Vor etwa sechs Jahren habe ich, damals, in einem anderen Leben und auf meinem ersten Blog, den ich, wie so vieles in den letzten Jahren, der Liebe geopfert habe, einen Text über Anfänge verfasst. Nicht dieses „jedem Anfang wohnt ein Zauber inne“, nein, es ging darum, wo ein Anfang zu verorten ist. Lässt er sich an einem konkreten Ereignis festmachen? Oder findet dieser auf eine gewisse Weise recht unbemerkt und schon lange vorher irgendwo in unseren Gedanken und Gefühlen statt?
Tja, schon damals war ich mir sicher, dass ein Anfang oftmals aus mehreren Komponenten besteht und nicht so eindeutig ist, wie wir uns das im Nachhinein vielleicht wünschen.
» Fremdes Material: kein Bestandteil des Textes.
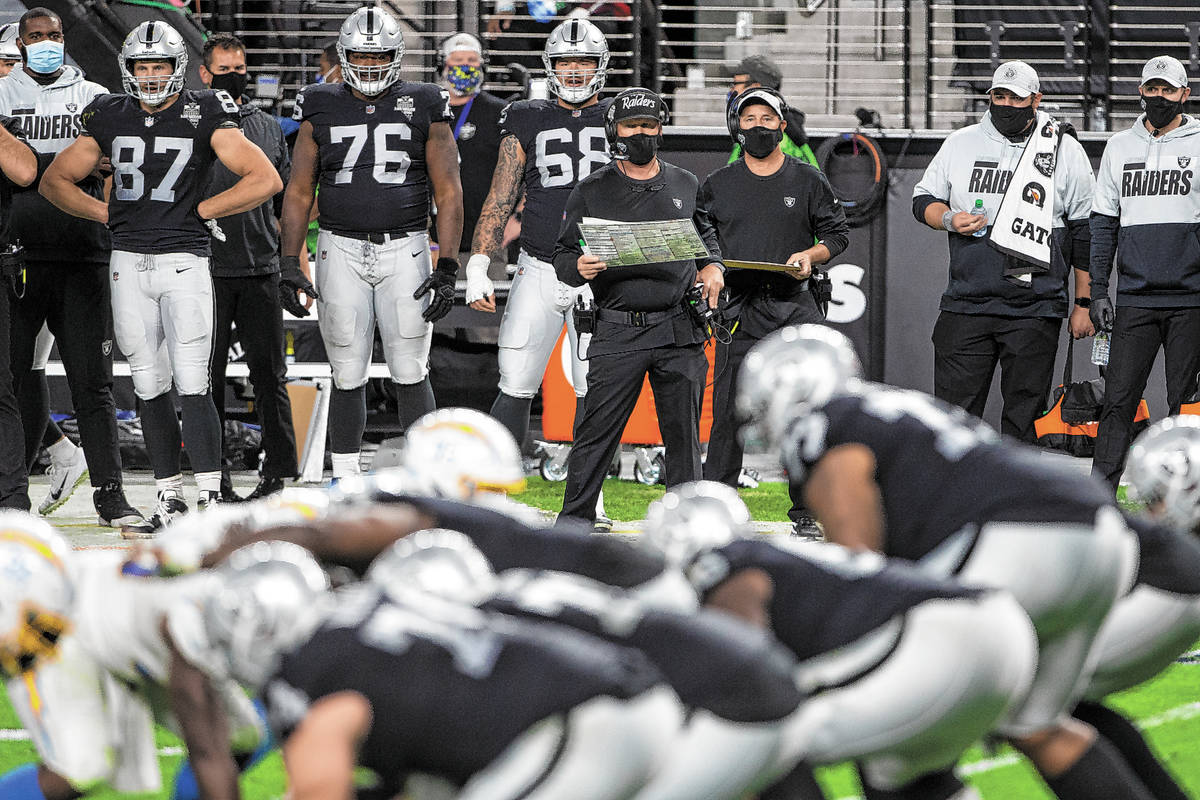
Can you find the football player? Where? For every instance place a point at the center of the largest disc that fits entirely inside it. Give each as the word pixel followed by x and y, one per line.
pixel 547 146
pixel 133 655
pixel 161 139
pixel 905 671
pixel 379 148
pixel 737 680
pixel 408 681
pixel 906 475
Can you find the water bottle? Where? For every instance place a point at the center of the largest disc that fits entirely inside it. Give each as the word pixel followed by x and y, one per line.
pixel 1101 349
pixel 979 211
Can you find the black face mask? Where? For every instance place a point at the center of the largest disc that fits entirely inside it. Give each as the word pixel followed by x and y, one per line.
pixel 231 82
pixel 1161 110
pixel 760 142
pixel 640 148
pixel 1012 120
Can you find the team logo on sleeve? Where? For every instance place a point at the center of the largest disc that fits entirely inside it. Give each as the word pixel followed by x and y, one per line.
pixel 1035 193
pixel 191 113
pixel 1044 163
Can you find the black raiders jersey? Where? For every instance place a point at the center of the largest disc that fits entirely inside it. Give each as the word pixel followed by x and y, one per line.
pixel 825 596
pixel 562 146
pixel 712 661
pixel 449 686
pixel 371 155
pixel 160 167
pixel 940 470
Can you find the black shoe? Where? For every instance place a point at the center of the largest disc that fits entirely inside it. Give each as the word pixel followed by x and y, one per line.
pixel 113 509
pixel 265 486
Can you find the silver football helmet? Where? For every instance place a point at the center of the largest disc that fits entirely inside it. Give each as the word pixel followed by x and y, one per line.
pixel 371 30
pixel 790 373
pixel 461 452
pixel 154 41
pixel 268 599
pixel 9 49
pixel 695 517
pixel 1164 470
pixel 580 38
pixel 441 563
pixel 35 591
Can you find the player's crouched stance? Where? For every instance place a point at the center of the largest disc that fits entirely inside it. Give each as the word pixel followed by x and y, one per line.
pixel 161 140
pixel 408 681
pixel 904 672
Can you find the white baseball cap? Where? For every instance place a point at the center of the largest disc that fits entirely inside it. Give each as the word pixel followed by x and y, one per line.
pixel 1017 77
pixel 1164 67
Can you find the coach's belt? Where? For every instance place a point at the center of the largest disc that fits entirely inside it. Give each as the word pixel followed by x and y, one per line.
pixel 636 318
pixel 381 238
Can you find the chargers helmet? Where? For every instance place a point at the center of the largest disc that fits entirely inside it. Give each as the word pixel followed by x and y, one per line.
pixel 461 452
pixel 35 591
pixel 1164 470
pixel 441 563
pixel 9 49
pixel 267 599
pixel 787 374
pixel 371 30
pixel 579 38
pixel 154 41
pixel 695 517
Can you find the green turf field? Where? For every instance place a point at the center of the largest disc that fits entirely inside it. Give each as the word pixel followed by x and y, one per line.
pixel 1167 708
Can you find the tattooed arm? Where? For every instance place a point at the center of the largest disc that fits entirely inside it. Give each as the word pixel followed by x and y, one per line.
pixel 508 180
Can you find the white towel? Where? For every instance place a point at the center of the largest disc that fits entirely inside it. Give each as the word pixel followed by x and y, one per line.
pixel 1024 223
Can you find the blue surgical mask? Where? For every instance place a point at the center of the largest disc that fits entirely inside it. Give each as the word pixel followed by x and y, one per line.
pixel 45 56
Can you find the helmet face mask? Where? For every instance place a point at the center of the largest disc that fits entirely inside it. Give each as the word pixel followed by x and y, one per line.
pixel 576 41
pixel 370 31
pixel 148 43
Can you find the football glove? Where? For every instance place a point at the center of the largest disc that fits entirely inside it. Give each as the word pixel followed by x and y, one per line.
pixel 293 280
pixel 441 282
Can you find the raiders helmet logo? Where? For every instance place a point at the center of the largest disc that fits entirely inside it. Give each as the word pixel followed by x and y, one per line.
pixel 191 113
pixel 1044 163
pixel 1035 193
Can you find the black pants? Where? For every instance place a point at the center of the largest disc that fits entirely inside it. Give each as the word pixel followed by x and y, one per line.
pixel 1137 336
pixel 966 349
pixel 73 301
pixel 252 304
pixel 725 452
pixel 677 379
pixel 13 475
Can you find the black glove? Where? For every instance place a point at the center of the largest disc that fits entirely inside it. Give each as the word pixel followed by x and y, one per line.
pixel 292 280
pixel 441 282
pixel 1101 311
Ganz anders bei einem Ende: Das lässt sich ziemlich klar definieren, auch wenn der Weg dahin schleichend verlaufen mag. Am Ende ist immer ein Punkt. So dachte ich. Damals.
Heute weiß ich, dass auch ein Ende nicht so einfach auszumachen ist, verschiedenste Varianten aufweisen und sich mitunter immer noch ein Ende an das vorherige anschließen kann. Und aus dem Punkt ein Strich wird. Etwas Langgezogenes. Obwohl man doch dachte: Jetzt ist es gut. Nur um, mal kurz, mal lang danach festzustellen, dass es eben doch noch nicht gut ist und man sich immer noch im Kreis dreht, verzweifelt in dem Bemühen, das Gedankenkarussell anzuhalten und einen Ausweg aus dem Labyrinth der Hirngespinste zu finden. Und selbst ein mit Nachdruck sich selbst versichertes „jetzt ist aber auch wirklich gut“ nicht immer den Schlusspunkt bedeutet.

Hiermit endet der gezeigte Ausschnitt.